1. **The Heuristic Engine (Deterministic First Layer):** Before any LLM is queried, the engine checks for hard rules (e.g., auto-replies, hostile intents, explicit commitments). This prevents hallucinated reasoning on structural workflow states and saves tokens.
2. **The Diagnostician (Cerebras Llama-3.1-8b):** Fast, low-latency extraction. Given the massive 4-context bundle (Category, Merchant, Trigger, Customer), Cerebras rapidly diagnoses the *single* highest-leverage signal.
3. **The Copywriter (Groq Llama-3.3-70b-versatile):** The heavy-lifter. Armed with the targeted signal from Cerebras and strict voice constraints based on Category, Groq drafts highly compelling, grounded copy with zero hallucination.

### 💾 The State Manager: Embedded SQLite
To achieve zero-latency context resolution while strictly adhering to the judge harness contract, the engine uses **SQLite3 in WAL (Write-Ahead Logging) mode**. 
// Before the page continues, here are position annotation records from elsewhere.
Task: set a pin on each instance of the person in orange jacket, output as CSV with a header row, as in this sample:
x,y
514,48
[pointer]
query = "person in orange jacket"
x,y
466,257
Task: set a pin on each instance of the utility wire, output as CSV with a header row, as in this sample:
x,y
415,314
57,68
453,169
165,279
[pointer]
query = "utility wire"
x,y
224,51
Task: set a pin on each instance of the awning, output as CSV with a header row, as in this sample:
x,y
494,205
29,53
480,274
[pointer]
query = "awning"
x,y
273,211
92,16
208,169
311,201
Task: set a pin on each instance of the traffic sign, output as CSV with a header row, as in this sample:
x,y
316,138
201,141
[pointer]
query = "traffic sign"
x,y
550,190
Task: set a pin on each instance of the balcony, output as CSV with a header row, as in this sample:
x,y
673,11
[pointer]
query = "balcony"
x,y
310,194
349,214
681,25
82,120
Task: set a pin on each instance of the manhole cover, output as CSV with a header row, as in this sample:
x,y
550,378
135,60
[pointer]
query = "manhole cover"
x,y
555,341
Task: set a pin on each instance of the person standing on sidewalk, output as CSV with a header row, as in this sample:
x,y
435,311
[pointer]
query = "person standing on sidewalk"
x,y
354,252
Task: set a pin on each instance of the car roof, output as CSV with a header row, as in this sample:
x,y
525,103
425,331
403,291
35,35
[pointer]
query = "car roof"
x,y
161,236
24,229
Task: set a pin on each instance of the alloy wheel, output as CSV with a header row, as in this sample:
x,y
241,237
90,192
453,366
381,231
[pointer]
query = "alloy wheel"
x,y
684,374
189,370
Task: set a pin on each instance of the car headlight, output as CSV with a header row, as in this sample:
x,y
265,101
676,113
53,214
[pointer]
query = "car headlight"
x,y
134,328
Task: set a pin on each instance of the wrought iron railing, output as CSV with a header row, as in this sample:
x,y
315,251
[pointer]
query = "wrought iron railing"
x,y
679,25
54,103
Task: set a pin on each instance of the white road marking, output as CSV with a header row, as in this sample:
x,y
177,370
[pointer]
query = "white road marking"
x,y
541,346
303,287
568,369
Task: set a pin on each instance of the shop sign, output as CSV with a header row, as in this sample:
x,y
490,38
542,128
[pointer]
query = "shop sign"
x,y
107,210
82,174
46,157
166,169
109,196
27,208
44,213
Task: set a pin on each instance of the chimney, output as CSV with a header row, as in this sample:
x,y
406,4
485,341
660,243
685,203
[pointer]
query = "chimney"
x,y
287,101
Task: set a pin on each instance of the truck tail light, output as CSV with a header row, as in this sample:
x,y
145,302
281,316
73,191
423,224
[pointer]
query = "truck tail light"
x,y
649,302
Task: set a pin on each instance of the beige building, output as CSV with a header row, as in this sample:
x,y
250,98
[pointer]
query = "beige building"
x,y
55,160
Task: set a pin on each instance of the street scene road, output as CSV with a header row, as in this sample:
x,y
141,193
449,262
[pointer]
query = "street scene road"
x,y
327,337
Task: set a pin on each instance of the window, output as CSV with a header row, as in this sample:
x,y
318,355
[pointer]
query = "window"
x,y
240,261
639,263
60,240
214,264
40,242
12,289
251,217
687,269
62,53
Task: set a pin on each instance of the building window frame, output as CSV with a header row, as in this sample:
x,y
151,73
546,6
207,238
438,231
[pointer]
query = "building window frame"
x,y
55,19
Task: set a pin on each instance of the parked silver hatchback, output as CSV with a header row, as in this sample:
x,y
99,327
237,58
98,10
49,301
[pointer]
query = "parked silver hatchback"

* **Version-Gated Idempotency:** The `contexts` table uses a composite Primary Key of `(scope, context_id)`. During a `/v1/context` push, the engine validates the incoming `version` and gracefully rejects stale data with a `409 Conflict`, safely swallowing duplicate webhooks.
* **Synchronous Concurrency:** By using single-worker synchronous SQLite, we eliminate race conditions in state updates without needing heavy external dependencies.

### 🛡️ The Security Shield
Merchant inputs via `/v1/reply` are fundamentally untrusted. Before the LLM pipeline sees the input, it passes through the **Prompt Guard Middleware**.

* If an injection attempt is detected, the request is immediately short-circuited.
* The system logs the attempt with a `[BLOCKED]` flag in the conversation history and returns a graceful fallback response, ensuring the bot's internal persona and data exposure limits remain uncompromised.

## Setup

```bash
# 1. Clone and enter the project
cd VeraAgent

# 2. Copy and fill environment variables
cp .env.sample .env
# Edit .env with your Cerebras and Groq API keys

# 3. Install dependencies
pip install -r requirements.txt

# 4. Run the server
python main.py
```

## Docker

```bash
docker build -t vera-engine .
docker run -p 8000:8000 --env-file .env vera-engine
```

## Endpoints

| Method | Path | Description |
|--------|------|-------------|
| GET | `/v1/healthz` | Health check (200 OK) |
| GET | `/v1/metadata` | Bot identity and capabilities |
| POST | `/v1/context` | Idempotent merchant context ingestion |
| POST | `/v1/tick` | Time simulation + proactive message generation |
| POST | `/v1/reply` | Reply handling + contextual response generation |

## Design Decisions

- **SQLite with WAL mode**: Zero-latency embedded state that survives container restarts
- **Temperature = 0.0**: All LLM calls are fully deterministic
- **Fail-open security**: If Prompt Guard is unreachable, requests are allowed through (logged)
- **Version-gated upserts**: Context updates are idempotent — same or lower version is a no-op
- **Fallback pipeline**: If any LLM is unavailable, the system uses heuristic signal extraction and template-based messages grounded in real merchant data

## Tradeoffs

1. **Single worker**: SQLite requires single-writer access. Traded concurrency for data integrity.
2. **Synchronous LLM calls in executor**: Cerebras/Groq SDKs are synchronous; wrapped in `run_in_executor` to avoid blocking the event loop.
3. **Prompt Guard fail-open**: Chose availability over strict security — a blocked legitimate request costs more than a logged suspicious one.